In my conversation with Dr. Weese, he explained what we now believe happened.
“Two index cases [individual dogs] were imported December 27 from South Korea. Then [the two dogs] landed in Chicago, then were driven to Ontario. Some others stayed in Michigan,” said Dr. Weese. “Two index dogs were sick the next day and taken to their vet. Both were tested via PCR, and H3N2 was identified. A four-week quarantine was recommended prior to testing results, and dogs had no contact outside the household that we know about. There were six canine household contacts. Four [dogs] got sick [mild disease]. Three quarters of those were tested and were positive, one [individual dog] was too aggressive to sample. The two healthy dogs were also sampled and were positive. The two index cases were still shedding [contagious] a week later. Further testing is underway.”
So that, along with the fact that dog flu has crossed into Canada in the first place, is the bad news.

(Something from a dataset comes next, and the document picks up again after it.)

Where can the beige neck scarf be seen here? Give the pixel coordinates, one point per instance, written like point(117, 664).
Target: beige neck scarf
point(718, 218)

The good news is that the two cats exposed, as expected, didn’t get sick. It’s possible, but exceedingly rare, for cats to get sick as a result of dog flu. The dogs that became ill only suffered fairly mild disease.

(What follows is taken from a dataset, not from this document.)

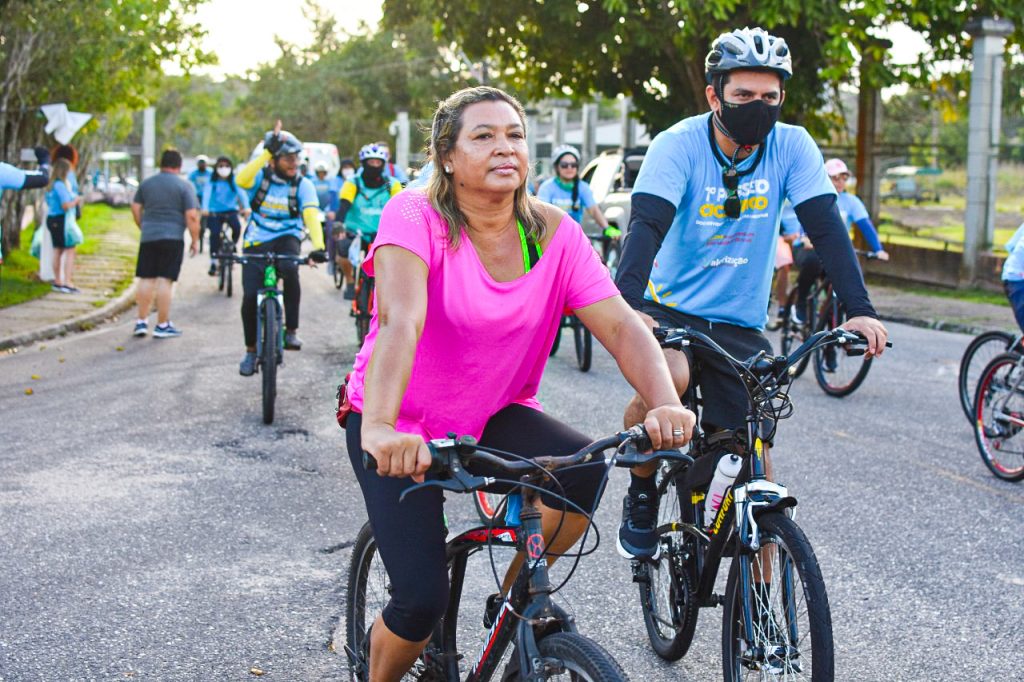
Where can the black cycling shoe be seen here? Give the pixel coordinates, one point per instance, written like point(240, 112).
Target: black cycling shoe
point(492, 608)
point(638, 531)
point(247, 367)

“As far as we know, there has been no transmission outside these households. We’re hoping that we have it contained and will be able to be flu-free in Canada again,” added Dr. Weese. “I think this shows the risks posed by importation and also how things can potentially contain infectious diseases. Some things that went right were the quick onset of disease, quick trip to the vet, isolation of the dogs after arrival [apart from household contacts], quarantine recommendation from the vet prior to diagnosis, and [so far] compliance with recommendations. The -20 degree weather didn’t hurt, either, since presumably it decreased the desire to take the dogs out to public places, like parks.”
Of course, there’s hardly a guarantee the dog flu has been contained in Canada. Once dog flu appears, it’s not easy to prevent it from spreading.
Canine influenza virus, like all flu viruses, is highly contagious. H3N2 is a particular strain that arrived in the U.S., specifically into Chicago, in 2015. There was an instant outbreak because H3N2 had never before appeared on this side of the world (it had previously existed only in southeast Asia). So, dogs previously unexposed have no immunity to the virus. If exposed, they get the bug. The good news is that a vaccine was created quickly after H3N2’s arrival to protect dogs. The vaccine, or absolute lack of exposure to infected dogs, are the only known ways to prevent dogs from getting the virus.